Of Roger Kieschnick’s 15 hits this season, 11 of them have been to center field.

That includes three Tuesday night, as the Giants came from behind to down the Red Sox 3-2. It was Kieschnick’s leadoff single in the ninth amid a 2-2 tie that set the stage for the win. The Giants went on to load the bases before Marco Scutaro drew a four-pitch walk to force home Kieschnick with the game-winning run.

Since being called up from Triple-A Fresno on July 31, Kieschnick had settled into a platoon with journeyman outfielder Jeff Francouer. With Francouer being designated for assignment Tuesday though, Kieschnick stands to see more playing time until Angel Pagan returns from the disabled list.

Tuesday marked Kieschnick’s third multi-hit game of the season, and the first three-hit game of his big-league career. And as he is quickly refining the art of the “Kiesch-knock” with his compact approach back up the middle, the left-hander is making a case to be a viable option against southpaw pitching.    

“Yeah, there’s a chance (he can play against left-handers), sure,” Giants manager Bruce Bochy said. “He threw out some good at bats. It’s good to see him get some hits. It should help his confidence…. As far as the outfield though, we’re going to have to have a left-hander face some lefties sometimes. It’s a change that we made. He’s a guy, if you look at his numbers in Triple-A, he actually hit lefties a little better than righties.”

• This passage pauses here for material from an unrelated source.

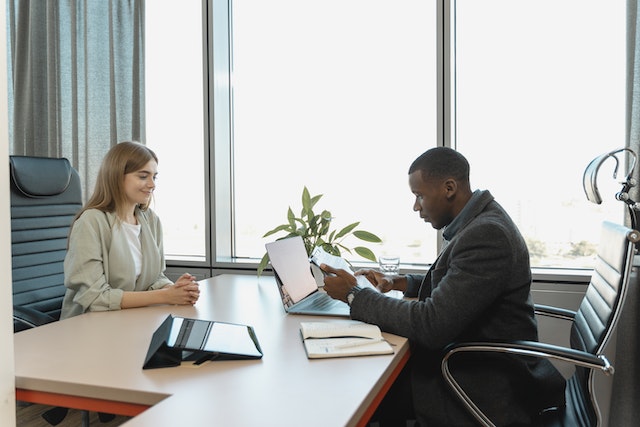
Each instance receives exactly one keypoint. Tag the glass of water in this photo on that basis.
(389, 264)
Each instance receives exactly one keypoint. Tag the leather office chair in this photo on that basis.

In fact, while hitting .273 at Fresno this season, Kieschnick maintained a .289 average against lefties, compared to a .268 clip against right-handers. However, his slugging ability greatly favors his approach against right-handers. Of his 13 home runs for the Grizzlies, 12 of them came against righties.

For fans that had never heard of Kieschnick before he joined the big club, it might seem he is a pure singles hitter. But he isn’t. Sure, he only has one major league extra-base hit to his credit, a triple on Aug. 16 in Miami. But Kieschnick has consistently been one of the most prolific power prospects in the Giants’ system since being drafted in the third round out of Texas Tech in 2008.

The big 6-foot-3 slugger had a breakout season at High-A San Jose in 2009, pacing the Giants with 23 home runs and 100 RBIs, en route to the winning team MVP honors. He has gone on to hit 71 homers over five minor-league seasons, while tabbing a .485 slugging percentage. And that includes two seasons at the pitchers’ paradise of The Diamond at Double-A Richmond, a level Kieschnick repeated after being grounded by a stress fracture of the L-5 vertebrae in 2010.

This season though, he is fully healthy. He has played at 117 games between Triple-A and the big leagues this season, and should easily play in 15 more to surpass his season-best 131 games (2009), so long as he keeps the Kiesch-knocks coming.